Então, quais práticas seriam melhores num espaço de autocuidado e escuta ativa entre mulheres? Antes de mais nada, pense se você está com disponibilidade e energia para acolher a mulher que te pede ajuda. Às vezes é melhor não se dispor a ajudá-la quando você não está preparada para isso. Ser sincera com a outra beneficia ambas. Isso também pode ser usado por nós mesmas quando quisermos pedir ajuda para outra mulher: pergunte se ela está com disposição para te ouvir e aceite se por acaso ela não puder naquele momento. Assim, para acolher melhor, acreditamos que práticas que estimulem a conversa, o conhecimento das situações e dos sentimentos e o desenvolvimento de soluções criativas para nossos problemas devem ser a base do acolhimento e do cuidado mútuo entre mulheres. Como:

  • Responder a quem está falando a fim de mostrar que você realmente a escuta. Muitas vezes, a mulher duvida que está sendo escutada e pode se sentir ignorada. Responder coisas simples como “eu entendo” pode ajudar muito.
  • Legitimar os sentimentos de quem está desabafando. Muitas vezes mulheres acham que exageram, porque somos ensinadas a não nos priorizar. Falar coisas como “faz todo o sentido que você se sinta assim” ou “você tem direito de sentir isso” pode ajudar.
  • Aconselhar apenas quando te pedirem um conselho. Nem sempre as pessoas que desabafam com a gente estão pedindo conselhos ou soluções, muitas vezes elas só querem sentir que seus sentimentos são válidos, principalmente em uma sociedade patriarcal que não reconhece nossas necessidades. Por isso, é importante prestar atenção para entender se a mulher que está desabafando também está pedindo conselhos. Se esse for o caso, sinta-se à vontade para dar dicas e ajudar da forma que puder, mas lembre-se de que você não é uma “má feminista” por não conseguir solucionar todas as dores das mulheres, e com certeza a sua escuta ativa e atenciosa vai ajudar muito.
  • Demonstrar interesse no estado emocional da mulher a fim de incentivá-la a reconhecer como ela se sente. Para isso, aumentar o vocabulário de sentimentos é uma ferramenta muito importante, pois ter as palavras que você precisa ajuda no processo de desabafo. Se a pessoa estiver disposta, vocês podem juntas procurar uma lista de sentimentos na internet, por exemplo, e elencar quais deles ela está sentindo naquele momento.⁶ Isso ajuda a pessoa a entender de onde parte o que a está incomodando, quais questões estão realmente na raiz daquilo que está sendo sentido naquele momento.

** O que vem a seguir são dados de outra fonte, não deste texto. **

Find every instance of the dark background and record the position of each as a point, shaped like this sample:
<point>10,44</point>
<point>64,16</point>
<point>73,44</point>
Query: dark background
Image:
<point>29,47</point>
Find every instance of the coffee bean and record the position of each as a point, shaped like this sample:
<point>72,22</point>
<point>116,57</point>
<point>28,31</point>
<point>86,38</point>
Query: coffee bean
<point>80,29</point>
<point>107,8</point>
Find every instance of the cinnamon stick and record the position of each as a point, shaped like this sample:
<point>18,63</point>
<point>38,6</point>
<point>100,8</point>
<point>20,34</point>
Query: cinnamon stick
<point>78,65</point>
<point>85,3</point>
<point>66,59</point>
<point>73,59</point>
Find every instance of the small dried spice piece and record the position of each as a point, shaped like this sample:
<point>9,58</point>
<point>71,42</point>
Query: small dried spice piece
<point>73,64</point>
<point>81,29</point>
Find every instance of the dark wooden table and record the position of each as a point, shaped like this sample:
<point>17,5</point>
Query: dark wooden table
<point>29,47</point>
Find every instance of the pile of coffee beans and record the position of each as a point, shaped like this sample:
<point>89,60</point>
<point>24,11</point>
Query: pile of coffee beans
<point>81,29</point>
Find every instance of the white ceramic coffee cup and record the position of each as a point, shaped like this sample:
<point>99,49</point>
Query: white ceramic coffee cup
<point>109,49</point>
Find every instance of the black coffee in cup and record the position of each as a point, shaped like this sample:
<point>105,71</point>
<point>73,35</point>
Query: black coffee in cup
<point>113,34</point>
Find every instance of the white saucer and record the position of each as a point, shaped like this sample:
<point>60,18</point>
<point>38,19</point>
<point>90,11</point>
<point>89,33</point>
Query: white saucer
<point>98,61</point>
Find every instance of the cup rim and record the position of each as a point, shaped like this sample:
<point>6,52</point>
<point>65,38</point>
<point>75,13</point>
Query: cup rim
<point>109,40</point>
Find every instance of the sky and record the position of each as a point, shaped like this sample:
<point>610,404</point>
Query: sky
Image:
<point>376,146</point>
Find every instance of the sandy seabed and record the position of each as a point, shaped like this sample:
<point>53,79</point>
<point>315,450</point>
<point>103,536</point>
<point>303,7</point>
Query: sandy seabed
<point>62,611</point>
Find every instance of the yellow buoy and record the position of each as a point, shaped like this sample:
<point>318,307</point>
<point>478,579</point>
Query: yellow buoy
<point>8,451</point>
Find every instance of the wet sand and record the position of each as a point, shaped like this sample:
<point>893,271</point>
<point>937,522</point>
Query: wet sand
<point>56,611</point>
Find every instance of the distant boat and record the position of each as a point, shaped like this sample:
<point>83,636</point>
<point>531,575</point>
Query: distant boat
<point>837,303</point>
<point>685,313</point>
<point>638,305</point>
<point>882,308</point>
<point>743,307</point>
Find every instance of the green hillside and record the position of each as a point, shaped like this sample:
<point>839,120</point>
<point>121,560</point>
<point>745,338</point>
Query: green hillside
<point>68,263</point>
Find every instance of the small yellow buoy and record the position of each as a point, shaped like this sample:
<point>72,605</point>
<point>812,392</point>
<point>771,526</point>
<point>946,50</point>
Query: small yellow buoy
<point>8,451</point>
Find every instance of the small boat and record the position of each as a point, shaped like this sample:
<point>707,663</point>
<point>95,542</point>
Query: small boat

Esperamos que com essas dicas você tenha mais facilidade para acolher as mulheres do seu convívio. Lembre-se: você não é uma pessoa ruim por ter caído nessas armadilhas, elas são extremamente comuns e quase todo mundo acaba caindo em uma delas. Contudo, estudar novas estratégias podem melhorar a sua escuta e a sua comunicação, e a cada vez que você utilizá-las esse processo se tornará mais natural. A escuta ativa, como várias outras coisas da vida, precisa sempre ser praticada e exercitada, pois em uma sociedade onde somos ensinadas a competir umas com as outras, criar espaços de empatia e acolhimento, assim como priorizar a nós mesmas e nossa saúde mental, é revolucionário e deve ser sempre uma pauta feminista.


NOTAS:

1. Para saber mais sobre isso, recomendamos ler sobre o conceito de “trashing” da Jo Freeman. Aqui.
2. Para uma discussão mais profunda desse assunto, recomendamos o texto de Aline Rossi “Culpabilização e silenciamento da mulher”, Disponível aqui.
3. Sobre isso, recomendamos a leitura do livro “Sister Outsider”, da Audre Lorde.
4. A CFEMEA é uma ONG feminista que debate esse tema e editou muitos livretos a respeito, que podem ser baixados no site da entidade, aqui.
5. Desenvolvido em conjunto com a ABRAÇA, a grupa de autocuidado da coletiva Oitava Feminista, de Niterói.
6. Lembrando que sentimentos são abstrações que somos capazes de sentir (como felicidade, tristeza, medo, raiva, culpa, esperança) e não engloba nada que seja material (como mulher, homem, dinheiro, computador). Pode parecer óbvio, mas saber o que é um sentimento é importante para podermos nomeá-los e legitimá-los.